O mundo arcaico é representado aqui por tradições da ruralidade albanesa que vêm do fundo dos tempos: uma rapariga pode recusar-se a um casamento “arranjado” renunciando à sua feminilidade e fazendo uma jura de virgindade para o resto da sua vida. Foi o que fez a protagonista, Alba Rohrwacher (que conhecemos de Maravilhas, assinado pela sua irmã Alice), que desde jovem, e para fugir ao casamento preconizado pelo padrasto, passou a viver como um rapazinho, e com uma identidade masculina. Muitos anos depois, assaltada por uma consciência da enorme violência da sua condição, foge para Itália, onde já estava há muito tempo, e plenamente aculturada, a sua meia-irmã. O filme, entrecortado por flash-backs apresentados quase como se fossem a exposição de um trauma, é essencialmente a narração desta viagem e consequente vacilação e recomposição de uma identidade feminina.
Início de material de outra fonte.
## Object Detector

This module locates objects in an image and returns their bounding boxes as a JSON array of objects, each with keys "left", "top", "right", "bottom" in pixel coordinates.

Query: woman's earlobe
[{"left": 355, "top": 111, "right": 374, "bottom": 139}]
Virgem Prometida é, seguramente, um filme “certo”, muito calculado e muito rigoroso, sem passos em falso – e deve ser isto aquilo que, se o torna particularmente apto a servir de motivo para debates temáticos, provoca alguma exasperação quando tomado apenas como objecto de fruição cinematográfica. Falta arrojo, falta vontade de desafiar os seus próprios fundamentos, por exemplo através da exacerbação do instinto melodramático (para onde o emprego da música, que até é interessante, por vezes parece apontar). Vale essencialmente pelo “estudo de personagem”, pela lenta transformação de uma mulher terrivelmente condicionada (são bonitos os momentos em que ela descobre aqueles pequenos e quase fúteis toques, o make up por exemplo, comuns nas mulheres europeias), correctamente interpretada por Rohrbacher, ainda que o seu rosto quase sempre fechado pareça fazer muita força para salientar uma ideia de “interioridade” que abafa mais a personagem do que eventualmente deveria.